Movie Review ~ The Last Mercenary

2

The Facts:

Synopsis: A mysterious former secret service agent must urgently return to France when his estranged son is falsely accused of arms and drug trafficking by the government, following a blunder by an overzealous bureaucrat and a mafia operation.

Stars: Jean-Claude Van Damme, Samir Decazza, Assa Sylla, Djimo, Alban Ivanov, Miou-Miou, Eric Judor, Nassim Lyes, Patrick Timsit, Valérie Kaprisky

Director: David Charhon

Rated: NR

Running Length: 110 minutes

TMMM Score: (8/10)

Review:  For all the resurrection stories of old stars (and ‘90s action stars), none have been more interesting to me than the slowly winding road that is leading Jean-Claude Van Damme back into the hearts of viewers across the globe.  This is a now 60-year-old that, planned or not, has been playing the long game and taking his time to regain some of that boffo celebrity clout he had back in the early ‘90s when he was a can’t miss performer.  I mean, the run this guy had in the first part of the 1990’s alone is spectacular.  Bloodsport, Cyborg, Kickboxer, Lionheart, Death Warrant, Double Impact, Universal Soldier, Nowhere to Run, Hard Target, Timecop, Sudden Death…all made within a seven-year period and nearly all very watchable even to this day.  Sure, there are some groaners in the mix and Van Damme’s acting didn’t develop as fast as his biceps did, but the films were precisely engineered to his brand of strength…much more so than his contemporaries.

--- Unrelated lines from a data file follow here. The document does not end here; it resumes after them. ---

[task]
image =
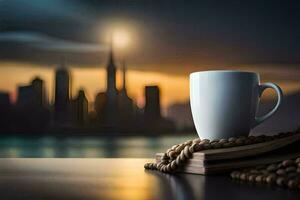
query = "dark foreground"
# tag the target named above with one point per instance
(57, 178)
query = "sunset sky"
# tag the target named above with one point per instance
(166, 41)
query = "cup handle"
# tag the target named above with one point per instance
(262, 87)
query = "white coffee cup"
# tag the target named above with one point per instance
(224, 103)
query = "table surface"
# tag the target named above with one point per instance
(82, 178)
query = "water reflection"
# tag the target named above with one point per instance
(86, 146)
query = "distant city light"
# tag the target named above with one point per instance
(120, 38)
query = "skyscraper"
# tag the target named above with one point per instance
(39, 91)
(152, 106)
(111, 113)
(62, 93)
(80, 108)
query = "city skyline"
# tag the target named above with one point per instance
(164, 44)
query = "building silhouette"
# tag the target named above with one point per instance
(80, 109)
(111, 118)
(6, 113)
(30, 112)
(62, 94)
(152, 103)
(39, 91)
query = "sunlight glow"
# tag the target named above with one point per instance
(120, 38)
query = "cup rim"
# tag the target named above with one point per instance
(223, 71)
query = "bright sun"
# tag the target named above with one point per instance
(120, 38)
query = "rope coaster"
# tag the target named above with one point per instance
(284, 174)
(176, 157)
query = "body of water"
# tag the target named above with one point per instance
(87, 146)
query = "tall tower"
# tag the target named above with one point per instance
(39, 90)
(62, 93)
(111, 114)
(124, 78)
(111, 73)
(152, 107)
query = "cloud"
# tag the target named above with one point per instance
(49, 43)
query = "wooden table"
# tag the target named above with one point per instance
(45, 178)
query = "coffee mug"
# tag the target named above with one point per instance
(224, 103)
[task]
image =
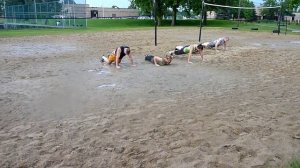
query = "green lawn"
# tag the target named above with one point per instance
(95, 25)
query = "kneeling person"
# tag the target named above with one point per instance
(117, 55)
(158, 61)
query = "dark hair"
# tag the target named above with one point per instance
(200, 46)
(128, 51)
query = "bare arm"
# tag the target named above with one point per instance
(118, 57)
(131, 59)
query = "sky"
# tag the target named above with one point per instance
(126, 3)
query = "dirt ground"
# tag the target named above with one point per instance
(60, 107)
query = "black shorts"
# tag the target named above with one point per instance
(149, 58)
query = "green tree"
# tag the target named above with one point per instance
(270, 13)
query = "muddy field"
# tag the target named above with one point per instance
(60, 107)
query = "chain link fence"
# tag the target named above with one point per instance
(56, 14)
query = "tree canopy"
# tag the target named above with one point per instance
(193, 7)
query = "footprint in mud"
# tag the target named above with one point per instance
(216, 164)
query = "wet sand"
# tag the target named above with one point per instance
(60, 107)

Then, an admitted rough patch occurred, and I won’t even go into the numerous flops, lousy sequels, vanity projects, and plain trash he got involved with that finally ended his run and victory laps around Hollywood.  The Muscles from Brussels retreated (going back on his promise from 1985’s No Retreat, No Surrender!) and though he worked here and there, it was only in gossip magazines about his private life that most fans got a look at what Van Damme was up to.  However, in 2008, a self-aware film he made titled JCVD seemed to indicate that whatever joke he had become, he was more than a little into it and he soon began to lean into that alter-ego persona quite heavily.  Culminating in the clever but cancelled too early Amazon Prime show Jean-Claude Van Johnson in 2017, it was clear that Van Damme’s comedic skills had sharpened to a fine point and after a few random action flicks he’s joined forces with Netflix for a new French action film making its debut in the US. 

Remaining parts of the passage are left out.